Planes, Playa, and Mayo-Covered Corn

And they’re off!

IL readers Mark and Kirsten are on a mission to find the perfect place to live in Mexico.

I recommended they check out the Riviera Maya, and report back to you here in your Daily Postcards.

IL is bankrolling their trip to this stretch of Mexico’s Caribbean. We happily spend millions of dollars every year on travel and research seeking the right overseas destinations for you.

This isn’t Mark and Kirsten’s first rodeo. After years doing their own research they attended an IL conference and—after hearing from IL‘s Southeast Asia expert—moved to the tropical island of Penang, Malaysia.

But now they’re looking for a base closer to home and family. Mexico ticks a lot of boxes…

Planes, Playa, and Mayo-Covered Corn

By Kirsten Raccuia

The happy (if slightly tired) faces of Mark (left) and Kirsten (right) as they landed in Cancun to begin their scouting trip on Mexico’s Riviera Maya.

We should have flown from Chicago to Cancun. It would have been faster.

The day started in Puerto Vallarta where we’ve been living for the last four months.

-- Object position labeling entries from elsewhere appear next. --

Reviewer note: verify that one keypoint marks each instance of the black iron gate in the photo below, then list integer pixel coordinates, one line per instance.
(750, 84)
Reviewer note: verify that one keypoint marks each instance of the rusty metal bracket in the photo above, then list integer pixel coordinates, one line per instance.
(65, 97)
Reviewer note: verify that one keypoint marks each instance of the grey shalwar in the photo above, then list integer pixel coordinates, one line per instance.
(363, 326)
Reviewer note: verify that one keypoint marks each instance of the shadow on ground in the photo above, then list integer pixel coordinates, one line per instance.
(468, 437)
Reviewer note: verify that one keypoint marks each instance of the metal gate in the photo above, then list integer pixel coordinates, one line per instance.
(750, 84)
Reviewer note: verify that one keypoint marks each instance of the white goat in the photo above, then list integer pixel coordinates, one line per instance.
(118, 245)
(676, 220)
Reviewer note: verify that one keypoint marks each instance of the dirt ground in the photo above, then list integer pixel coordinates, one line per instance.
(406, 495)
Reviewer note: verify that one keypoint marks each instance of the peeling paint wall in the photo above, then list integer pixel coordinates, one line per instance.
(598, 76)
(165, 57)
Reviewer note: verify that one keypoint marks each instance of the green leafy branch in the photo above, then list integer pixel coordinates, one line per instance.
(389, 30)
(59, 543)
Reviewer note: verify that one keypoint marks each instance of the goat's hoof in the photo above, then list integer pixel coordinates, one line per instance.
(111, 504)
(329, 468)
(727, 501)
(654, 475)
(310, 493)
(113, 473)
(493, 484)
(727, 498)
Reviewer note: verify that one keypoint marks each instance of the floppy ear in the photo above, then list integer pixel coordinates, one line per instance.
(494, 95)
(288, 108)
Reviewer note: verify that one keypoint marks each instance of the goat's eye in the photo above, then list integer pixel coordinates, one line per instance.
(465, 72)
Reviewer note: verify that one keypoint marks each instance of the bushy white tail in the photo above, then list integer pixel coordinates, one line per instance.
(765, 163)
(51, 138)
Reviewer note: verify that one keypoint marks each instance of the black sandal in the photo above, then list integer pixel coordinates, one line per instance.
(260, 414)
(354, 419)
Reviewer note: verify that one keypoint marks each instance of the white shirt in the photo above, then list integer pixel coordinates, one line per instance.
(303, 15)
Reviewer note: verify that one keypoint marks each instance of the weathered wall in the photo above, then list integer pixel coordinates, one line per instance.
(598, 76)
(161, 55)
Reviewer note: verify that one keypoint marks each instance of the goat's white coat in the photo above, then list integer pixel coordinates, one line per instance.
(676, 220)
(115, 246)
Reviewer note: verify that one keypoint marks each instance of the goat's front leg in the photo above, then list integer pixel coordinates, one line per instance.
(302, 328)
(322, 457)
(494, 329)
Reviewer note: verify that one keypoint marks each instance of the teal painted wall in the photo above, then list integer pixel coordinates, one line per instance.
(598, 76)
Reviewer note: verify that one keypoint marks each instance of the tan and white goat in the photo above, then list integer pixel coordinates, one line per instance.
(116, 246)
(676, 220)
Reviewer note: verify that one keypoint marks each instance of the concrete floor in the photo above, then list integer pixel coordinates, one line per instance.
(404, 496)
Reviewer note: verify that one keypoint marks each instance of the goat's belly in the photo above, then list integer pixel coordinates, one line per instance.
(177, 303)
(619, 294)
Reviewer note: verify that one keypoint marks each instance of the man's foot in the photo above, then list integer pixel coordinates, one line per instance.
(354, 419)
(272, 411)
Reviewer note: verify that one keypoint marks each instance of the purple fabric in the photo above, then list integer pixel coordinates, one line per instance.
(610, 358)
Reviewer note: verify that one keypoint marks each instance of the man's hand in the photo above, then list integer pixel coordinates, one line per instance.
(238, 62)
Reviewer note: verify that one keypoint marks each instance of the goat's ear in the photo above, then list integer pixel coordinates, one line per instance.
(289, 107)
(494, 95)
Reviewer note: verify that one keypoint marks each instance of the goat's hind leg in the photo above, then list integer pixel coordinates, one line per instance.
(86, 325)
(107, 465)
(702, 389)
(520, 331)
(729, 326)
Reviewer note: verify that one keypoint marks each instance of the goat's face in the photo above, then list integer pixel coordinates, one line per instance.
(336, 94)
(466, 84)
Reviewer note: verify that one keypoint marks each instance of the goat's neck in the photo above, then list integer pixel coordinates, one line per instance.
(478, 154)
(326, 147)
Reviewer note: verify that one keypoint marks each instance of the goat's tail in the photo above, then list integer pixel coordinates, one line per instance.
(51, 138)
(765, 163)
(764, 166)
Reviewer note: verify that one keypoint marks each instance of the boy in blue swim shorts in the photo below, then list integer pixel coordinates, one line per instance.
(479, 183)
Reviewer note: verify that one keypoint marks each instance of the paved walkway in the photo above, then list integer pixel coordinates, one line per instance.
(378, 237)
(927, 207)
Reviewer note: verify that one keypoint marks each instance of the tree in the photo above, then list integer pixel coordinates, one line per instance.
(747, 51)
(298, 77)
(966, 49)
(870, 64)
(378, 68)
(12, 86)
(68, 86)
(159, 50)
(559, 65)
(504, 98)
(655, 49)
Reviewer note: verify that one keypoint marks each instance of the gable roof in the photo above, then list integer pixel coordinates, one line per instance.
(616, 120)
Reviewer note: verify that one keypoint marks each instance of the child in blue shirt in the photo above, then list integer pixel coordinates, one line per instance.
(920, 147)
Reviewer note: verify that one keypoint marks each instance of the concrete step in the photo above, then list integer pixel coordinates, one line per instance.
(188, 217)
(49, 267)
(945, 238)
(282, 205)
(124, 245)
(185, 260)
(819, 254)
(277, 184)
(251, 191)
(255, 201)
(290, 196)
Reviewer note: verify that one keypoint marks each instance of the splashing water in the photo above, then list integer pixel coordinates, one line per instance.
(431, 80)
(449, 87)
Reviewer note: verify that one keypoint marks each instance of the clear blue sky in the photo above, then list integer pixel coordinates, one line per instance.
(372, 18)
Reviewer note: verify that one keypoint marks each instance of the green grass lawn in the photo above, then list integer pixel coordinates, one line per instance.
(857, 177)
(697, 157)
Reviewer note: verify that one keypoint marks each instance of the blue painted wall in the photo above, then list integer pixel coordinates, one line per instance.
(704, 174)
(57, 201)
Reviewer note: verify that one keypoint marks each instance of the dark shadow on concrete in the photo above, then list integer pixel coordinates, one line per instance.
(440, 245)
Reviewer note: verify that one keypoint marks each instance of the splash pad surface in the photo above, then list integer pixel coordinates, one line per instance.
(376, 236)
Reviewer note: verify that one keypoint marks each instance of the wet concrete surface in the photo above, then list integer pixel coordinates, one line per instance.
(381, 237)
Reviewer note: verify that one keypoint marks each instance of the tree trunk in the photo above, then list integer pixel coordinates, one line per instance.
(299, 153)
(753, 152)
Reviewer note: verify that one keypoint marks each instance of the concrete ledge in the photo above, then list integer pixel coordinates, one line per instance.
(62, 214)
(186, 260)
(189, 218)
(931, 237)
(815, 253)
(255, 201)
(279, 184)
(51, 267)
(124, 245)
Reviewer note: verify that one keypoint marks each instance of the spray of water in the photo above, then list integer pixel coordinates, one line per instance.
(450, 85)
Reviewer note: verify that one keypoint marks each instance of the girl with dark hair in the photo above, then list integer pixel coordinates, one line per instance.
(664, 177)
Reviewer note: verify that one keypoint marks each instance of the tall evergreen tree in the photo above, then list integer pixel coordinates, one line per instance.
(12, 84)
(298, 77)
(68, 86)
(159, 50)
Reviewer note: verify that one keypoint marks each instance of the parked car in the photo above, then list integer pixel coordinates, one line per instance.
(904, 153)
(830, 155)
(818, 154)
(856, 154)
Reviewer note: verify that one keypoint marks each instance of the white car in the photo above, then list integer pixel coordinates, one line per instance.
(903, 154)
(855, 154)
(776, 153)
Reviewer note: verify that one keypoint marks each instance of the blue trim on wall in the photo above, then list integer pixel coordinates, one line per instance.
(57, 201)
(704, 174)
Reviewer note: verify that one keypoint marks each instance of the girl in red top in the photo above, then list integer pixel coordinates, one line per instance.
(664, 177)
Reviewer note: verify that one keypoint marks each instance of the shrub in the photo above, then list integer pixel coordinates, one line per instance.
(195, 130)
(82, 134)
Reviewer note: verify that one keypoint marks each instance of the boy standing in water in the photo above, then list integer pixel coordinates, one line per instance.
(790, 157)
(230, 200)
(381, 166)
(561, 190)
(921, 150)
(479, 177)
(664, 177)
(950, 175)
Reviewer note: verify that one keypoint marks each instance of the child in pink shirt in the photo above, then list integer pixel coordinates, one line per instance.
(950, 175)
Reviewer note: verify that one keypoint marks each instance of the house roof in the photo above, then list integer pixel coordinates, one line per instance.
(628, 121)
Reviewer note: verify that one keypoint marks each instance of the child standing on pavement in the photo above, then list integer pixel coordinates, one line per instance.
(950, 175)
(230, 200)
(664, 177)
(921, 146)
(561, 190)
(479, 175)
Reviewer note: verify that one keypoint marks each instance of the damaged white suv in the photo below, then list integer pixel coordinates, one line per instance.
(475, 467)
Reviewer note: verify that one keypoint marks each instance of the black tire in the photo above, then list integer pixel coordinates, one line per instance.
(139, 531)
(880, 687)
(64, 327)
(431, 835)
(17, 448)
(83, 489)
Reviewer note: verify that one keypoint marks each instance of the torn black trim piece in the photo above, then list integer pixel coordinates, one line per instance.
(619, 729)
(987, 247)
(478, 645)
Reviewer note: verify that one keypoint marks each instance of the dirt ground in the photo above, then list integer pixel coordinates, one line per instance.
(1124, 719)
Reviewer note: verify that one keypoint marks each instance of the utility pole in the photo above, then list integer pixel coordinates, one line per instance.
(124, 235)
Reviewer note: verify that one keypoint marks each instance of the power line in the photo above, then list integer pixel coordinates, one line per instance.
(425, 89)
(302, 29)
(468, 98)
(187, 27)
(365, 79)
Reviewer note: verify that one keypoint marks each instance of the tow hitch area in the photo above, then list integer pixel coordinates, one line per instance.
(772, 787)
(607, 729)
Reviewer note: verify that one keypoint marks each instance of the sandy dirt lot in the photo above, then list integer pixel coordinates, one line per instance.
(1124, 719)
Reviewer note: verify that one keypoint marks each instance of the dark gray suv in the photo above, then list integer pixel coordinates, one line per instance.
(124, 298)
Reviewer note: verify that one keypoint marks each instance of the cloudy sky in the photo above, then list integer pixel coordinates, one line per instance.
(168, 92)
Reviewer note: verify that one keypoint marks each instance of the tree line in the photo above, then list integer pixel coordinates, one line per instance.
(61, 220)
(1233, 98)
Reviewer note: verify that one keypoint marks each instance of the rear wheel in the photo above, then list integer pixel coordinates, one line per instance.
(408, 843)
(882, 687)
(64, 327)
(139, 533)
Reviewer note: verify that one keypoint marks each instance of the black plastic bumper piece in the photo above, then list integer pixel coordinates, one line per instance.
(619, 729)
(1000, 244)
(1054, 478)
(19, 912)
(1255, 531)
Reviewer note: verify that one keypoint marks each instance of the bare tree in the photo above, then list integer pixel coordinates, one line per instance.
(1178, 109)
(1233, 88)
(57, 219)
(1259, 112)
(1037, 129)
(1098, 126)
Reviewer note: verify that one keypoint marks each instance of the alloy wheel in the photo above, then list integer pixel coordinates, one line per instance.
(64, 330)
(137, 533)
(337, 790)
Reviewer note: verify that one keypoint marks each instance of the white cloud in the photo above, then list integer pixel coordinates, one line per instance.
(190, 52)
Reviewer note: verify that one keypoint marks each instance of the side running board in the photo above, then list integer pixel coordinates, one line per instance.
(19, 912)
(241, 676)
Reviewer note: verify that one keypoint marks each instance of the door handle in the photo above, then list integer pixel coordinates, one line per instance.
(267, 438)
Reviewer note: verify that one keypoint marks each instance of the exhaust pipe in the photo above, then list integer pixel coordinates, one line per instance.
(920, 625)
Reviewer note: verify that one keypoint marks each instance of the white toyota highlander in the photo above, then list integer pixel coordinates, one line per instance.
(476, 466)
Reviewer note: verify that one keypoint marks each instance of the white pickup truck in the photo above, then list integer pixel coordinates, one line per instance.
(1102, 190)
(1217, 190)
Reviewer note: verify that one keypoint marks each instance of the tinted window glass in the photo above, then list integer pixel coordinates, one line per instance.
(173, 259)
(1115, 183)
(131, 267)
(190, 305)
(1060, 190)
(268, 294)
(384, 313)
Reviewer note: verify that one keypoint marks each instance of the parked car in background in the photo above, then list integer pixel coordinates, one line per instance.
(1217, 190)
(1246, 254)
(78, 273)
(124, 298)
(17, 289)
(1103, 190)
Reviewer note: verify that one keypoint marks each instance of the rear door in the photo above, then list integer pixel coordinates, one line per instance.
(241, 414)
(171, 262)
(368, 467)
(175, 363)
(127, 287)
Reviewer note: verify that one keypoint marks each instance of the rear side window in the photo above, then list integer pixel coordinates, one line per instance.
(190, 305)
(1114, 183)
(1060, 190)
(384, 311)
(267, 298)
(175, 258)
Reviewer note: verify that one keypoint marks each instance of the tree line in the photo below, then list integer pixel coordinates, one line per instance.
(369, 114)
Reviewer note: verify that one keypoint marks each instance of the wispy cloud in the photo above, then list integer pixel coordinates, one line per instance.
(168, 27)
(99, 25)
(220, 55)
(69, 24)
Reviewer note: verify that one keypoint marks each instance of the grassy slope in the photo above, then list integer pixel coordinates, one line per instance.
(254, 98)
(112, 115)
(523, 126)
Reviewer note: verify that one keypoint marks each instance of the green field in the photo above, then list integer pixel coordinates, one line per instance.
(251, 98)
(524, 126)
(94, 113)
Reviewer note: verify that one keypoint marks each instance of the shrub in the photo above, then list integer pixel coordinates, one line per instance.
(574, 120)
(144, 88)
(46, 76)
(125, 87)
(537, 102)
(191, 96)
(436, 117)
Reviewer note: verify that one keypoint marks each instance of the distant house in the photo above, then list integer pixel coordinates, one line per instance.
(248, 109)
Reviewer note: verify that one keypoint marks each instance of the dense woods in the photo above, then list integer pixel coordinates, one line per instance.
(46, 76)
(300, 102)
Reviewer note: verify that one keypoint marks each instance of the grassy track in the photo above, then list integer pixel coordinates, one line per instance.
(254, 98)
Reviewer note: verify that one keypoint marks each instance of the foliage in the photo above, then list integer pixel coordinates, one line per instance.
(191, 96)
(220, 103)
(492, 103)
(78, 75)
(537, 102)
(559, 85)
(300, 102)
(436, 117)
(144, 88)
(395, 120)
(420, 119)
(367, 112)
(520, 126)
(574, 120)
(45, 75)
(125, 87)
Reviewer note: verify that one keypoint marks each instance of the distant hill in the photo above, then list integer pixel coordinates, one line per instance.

We set a 5:30 a.m. alarm. A time when most sane people are enjoying their slumber, dreaming of sheep and rainbows, or is that just me? If it’s dark and ends in the am, it seems a sin to be awake.

The journey was all a bit of planes, trains, and automobiles. There are no direct flights from Mexico’s west coast beach hotspot to its east coast beach hotspot.

So, after 12 arduous hours, we finally made it. But we had no time to rest. We had exploring to do. Our fatigue would have to wait. (Thankfully the flights between Cancun and the U.S. are much more convenient—a couple of hours direct from dozens of airports all over the country.)

From Cancun we took a cab/bus to Playa del Carmen, right bang in the center of the Riviera Maya. And as if by magic, our exhaustion disappeared…

5th Avenue, or Quinta, as the locals call it. What invigorates someone after a long journey? Coffee? Red Bull? No.

It’s a wide pedestrian-only boulevard paved with bricks and lined with shops, restaurants, and clubs. It runs parallel to the beach and goes on for miles.

Click the video below to walk through Quinta with us…

Click to Play. Ride along with Kirsten and Mark for a short stroll through Playa del Carmen’s 5th Avenue—the beating heart of this exciting beach town.

It’s geared toward tourists, so there are shopping malls, Forever 21s, Senor Frogs and lots of small shops selling Mexican knick-knacks.

Each restaurant is more stunning than its neighbor. It’s clear no peso was spared. There are almost as many Italian and Argentinean restaurants as Mexican ones, with a Greek and a kosher BBQ joint thrown in for good measure.

One place had a saxophonist serenading its patrons. The next, a mariachi band was blowing their horns and singing at the top of their lungs. This isn’t the place for a quiet meal. For that, you’ll have to look elsewhere. Not far. Just go a few blocks off the main street, and the options are abundant as well.

And more authentic. Maybe not as beautiful or swanky, but tasty nonetheless.

But at that moment, Quinta was precisely what the doctor ordered for us. It was giving us life.

It didn’t matter how exhausted we were. As soon as we started getting closer to the heart of the action, it got louder and more electrifying.

At times it felt like each club or restaurant was trying to outdo its neighbor. One had a live band playing the Eagles’ Hotel California. The next had a DJ spinning away to anyone ready to shake it. Next door, the girls were dancing in cages on the street. Not necessarily our scene, but it didn’t have to be.

Our scene was just a few blocks away at a street market in the square.

One vendor hawking his pozole, a hearty, deep, red broth with heaps of shredded chicken and hominy. The next had gorditas and tacos. In between them were handicrafts and local jewelers making their creations right on the spot.

We slowly sauntered from stall to stall to the background music of a local band. The singer was crooning his heart out.

We had no idea what he was saying, our Spanish isn’t that good yet. But we were certain he was singing about a broken heart. Every unknown word nearly brought me tears, and I wanted to go and hug him. To comfort his soul as he cried into the microphone.

After I pulled myself together, we spotted a cart selling our favorite Mexican snack, elotes—corn on the cob, rubbed in lime, sprinkled with salt and pepper, then covered in mayo, cheese, and chili. A grossly messy yet somehow perfect combo of sweet, sour, cheesy, spicy goodness.

Click to Play. This Saturday night market in Playa offers an alternative to the slick restaurants on 5th Avenue—and there are some delicious authentically Mexican foods to try as Kirsten and Mark show you in this video.

And so there we were, with tears in my eyes as I ate my elote under a tree in Playa del Carmen. Maybe the tears were from exhaustion or the crooner. Or maybe, just maybe, it was the realization that Mexico had done it again. It had given us exactly what we needed at precisely the right moment.